Coenzyme Q10 or Co-Q10, might sound a little space age, but in reality it is a natural substance, found in the majority of food stuffs. Co-Q10 is not too dissimilar to our regular vitamins like E and D. It is also found in all plant and animal life. Co-Q10’s popularity over the past 10 years has sky rocketed.
This is down to some insightful and ground-breaking research. Though Co-Q10’s importance goes all the way back to research conducted in the late 60’s and 70’s, including nobel prize winning research.
What does it do?
Co-Q10’s primary function is to help us generate energy in our cells. Imagine that each cell in our body is like a small town. Each town has a powerplant or mitochondria, to help it produce energy for all the other components of the town, so that it works properly. Essentially the more Co-Q10 that the mitochondria (powerplant) have, the more energy that will be created. The more energy available for a cell, the cell can then perform and function better. Thus Q10 has become a popular supplement for cardiovascular health, including angina, blood pressure and several other cardio issues. Co-Q10 also acts as an antioxidant, a powerful one at that. It is capable of protecting the body from harm and damage (including areas like the brain, the heart, the lungs and the reproductive organs). Co-Q10 is also known to protect the DNA of cells. DNA strands are complex, naturally and very hard to repair. The body is superb at defense and protecting its cells, it just needs the raw materials to do so and Q10 can be an essential aid. Lastly, Q10 is capable of even regenerating other antioxidants like Vitamin E.
Why is it used in fertility?
Co-Q10 has been the interest of clinical studies on both male and female fertility for quite some time. For men, Co-Q10 has a role to play in helping to create sperm cells, the protection of the sperm cells and also as an energy converter for the cells to help them swim more efficiently. Men are creating sperm cells at a rapid rate. As this process requires energy, the more Q10 that is supplied means more cells are being created, but most importantly healthier cells. Q10 will help protect the cells when they are in the testicle and upon ejaculation, keeping that all important DNA ‘capsule’ protected.
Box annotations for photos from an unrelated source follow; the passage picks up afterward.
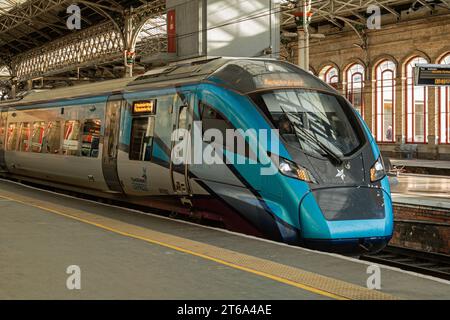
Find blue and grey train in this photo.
[0,58,393,253]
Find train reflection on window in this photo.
[81,119,101,158]
[200,103,233,138]
[129,117,155,161]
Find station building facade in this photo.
[283,11,450,160]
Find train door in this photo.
[0,111,8,172]
[102,96,124,193]
[170,92,195,195]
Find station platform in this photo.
[391,173,450,210]
[0,180,450,300]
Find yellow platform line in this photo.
[0,191,396,300]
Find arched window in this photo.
[375,60,396,142]
[347,64,364,117]
[439,54,450,144]
[319,66,339,88]
[406,57,428,143]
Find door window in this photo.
[81,119,102,158]
[129,117,155,161]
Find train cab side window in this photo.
[81,119,102,158]
[31,122,45,153]
[63,120,81,156]
[42,121,61,154]
[6,123,19,151]
[129,117,155,161]
[19,122,31,152]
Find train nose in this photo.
[300,187,393,252]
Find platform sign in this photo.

Co-Q10 and female fertility is probably one of the most interesting aspects of fertility research. Recently, interest in Q10 and egg health has caught the fertility world by storm. A report from Canada initially sparked the frenzy. Mice who had been given Q10 made more follicles and better eggs than mice who were not given Q10. The research illustrated that the Q10 helped the older mice to produce eggs that were more like eggs from younger mice. A recent study, published in Fertility and Sterility, showed that supplementation of CoQ10 daily by older women improved both egg quality and fertilization rates.
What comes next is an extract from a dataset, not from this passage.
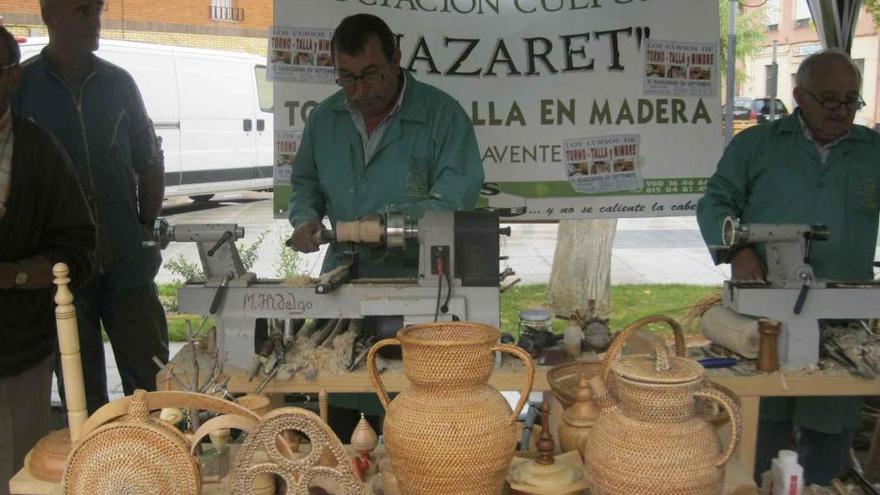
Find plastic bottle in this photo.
[770,450,804,495]
[562,317,584,359]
Recent research has also shown that Co-Q10 can help pregnancy rates either naturally or in conjunction with assisted reproductive technologies. It has also been shown to improve DNA integrity in sperm and also semen quality.
Where to get it and how to take it?
This is always the question. Where do I get it and how much do I take? Most of the studies cited above are at doses of 300mg to 600mg. If you walk into your local health store or pharmacy, you will see preparations at around 30mg up to 100mg, usually. There are some exceptions for higher doses. A good study in Denmark, showed that average consumption of this nutrient from food on a daily basis is around 4mg a day. If you are going to consider supplementing Q10 to your diet, then it is good to know that without Magnesium, Folic Acid, Vitamin B1, 2, 3, 5, 6, 12 and Biotin, it will be quite hard to absorb and more importantly utilise. So always a good idea to make sure that there is a good multi going on or taking the nutrient as a complex and not just on its own. Foods that are relatively high in Co-Q10 are beef, herring, free range chicken, good quality oils (non-GM soy, canola, olive oil, rainbow trout, peanuts, hazelnuts and organic dark green veg. Frying destroys Q10, so when cooking meat, fish, veg up to 35% of the nutrient can be destroyed.